安政五年〜文久二年
離郷送別
江戸からの帰国後、相変わらず日根野弁治や徳弘考蔵の門で日夜修行に励んでいた龍馬だが、そんなある日、親友・武市半平太が武者修行と称して西国へ時勢探索に旅立った。
●『維新土佐勤王史』
此の年[万延元年]瑞山は其の門人島村外内、久松喜代馬、岡田以蔵と共に暇を藩庁に請い、飄然として九州遊歴の途に上れり。龍馬、之を聞き「今日の時勢に武者修行でもあるまいに」と嘲りたれども、此は全く未だ瑞山の祕衷を端倪し能はざりしなり。
つまり龍馬は武市らの目的を「時勢探索」とは思わず、素直に「武者修行」が目的なのだろうと観ていたわけだ。自己の門人の中から態々「島村外内、久松喜代馬、岡田以蔵」といった腕利きを選んでいるのを見れば、龍馬がそのように判断するのもまた無理のないことだろう。
島村外内は武市半平太のあとをうけ、鏡新明智流士学館で塾監をつとめた島村衛吉の兄であり、本人もまた武芸をよくしたと伝わる。
久松喜代馬は自ら道場を開き、一日数十人の門弟を相手にする傍ら、武市道場でも師範代をつとめ、安政元年には江戸で千葉定吉道場へ入門している。
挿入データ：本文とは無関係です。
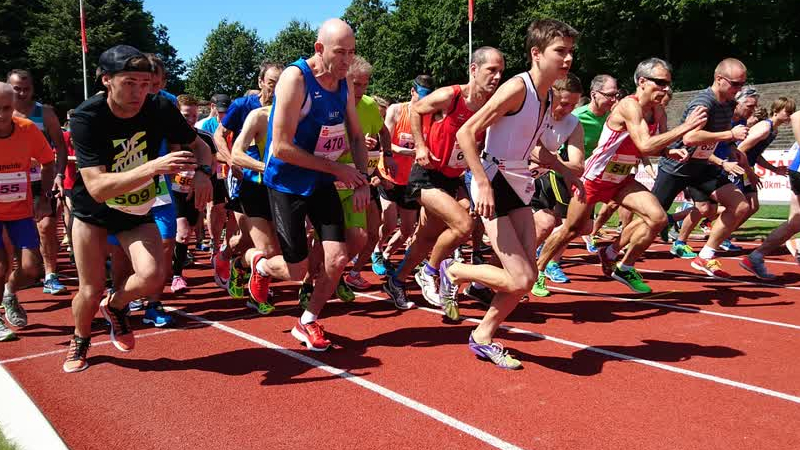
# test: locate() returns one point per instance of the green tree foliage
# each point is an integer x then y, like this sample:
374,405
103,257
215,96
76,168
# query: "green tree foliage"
228,63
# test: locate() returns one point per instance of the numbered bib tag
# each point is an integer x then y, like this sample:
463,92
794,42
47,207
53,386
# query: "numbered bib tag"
137,202
331,142
162,192
13,187
182,182
619,168
704,151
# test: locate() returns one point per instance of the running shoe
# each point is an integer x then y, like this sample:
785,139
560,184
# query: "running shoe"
540,288
356,281
554,273
756,267
221,269
258,285
632,279
378,264
5,333
312,335
729,246
76,357
397,292
156,315
448,291
683,251
236,279
53,286
15,313
121,333
710,267
495,353
344,292
178,284
482,295
429,287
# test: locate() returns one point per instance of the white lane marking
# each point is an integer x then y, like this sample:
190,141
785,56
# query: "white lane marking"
477,433
621,356
21,421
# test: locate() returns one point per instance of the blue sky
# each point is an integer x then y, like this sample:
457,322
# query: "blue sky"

『玄武館出席大概』にも龍馬とともにその名を確認でき、龍馬が塾頭をつとめたという小千葉道場のもと、ともに玄武館にも在籍していたことがわかる。
岡田以蔵は後世「人斬り」と称される「人斬り以蔵」のことで今回の旅中、久松とその武名を大いに上げている。
一行は、まず讃岐丸亀藩をかわきりに備前・美作・備中・備後・安芸・長州を経て九州へとわたり、大村藩斎藤歓之助の道場でたまたま武者修行中だった龍馬の甥高松太郎と合流する。この後、高松は久留米まで武市らに同行し、時勢探索に協力をしている。
ともあれ「今日の時勢に武者修行でもあるまい」にとの思いが当時の龍馬にはあったわけで、少しずつではあるが「志士」へと成長する龍馬の姿をここに見い出すことができそうだ。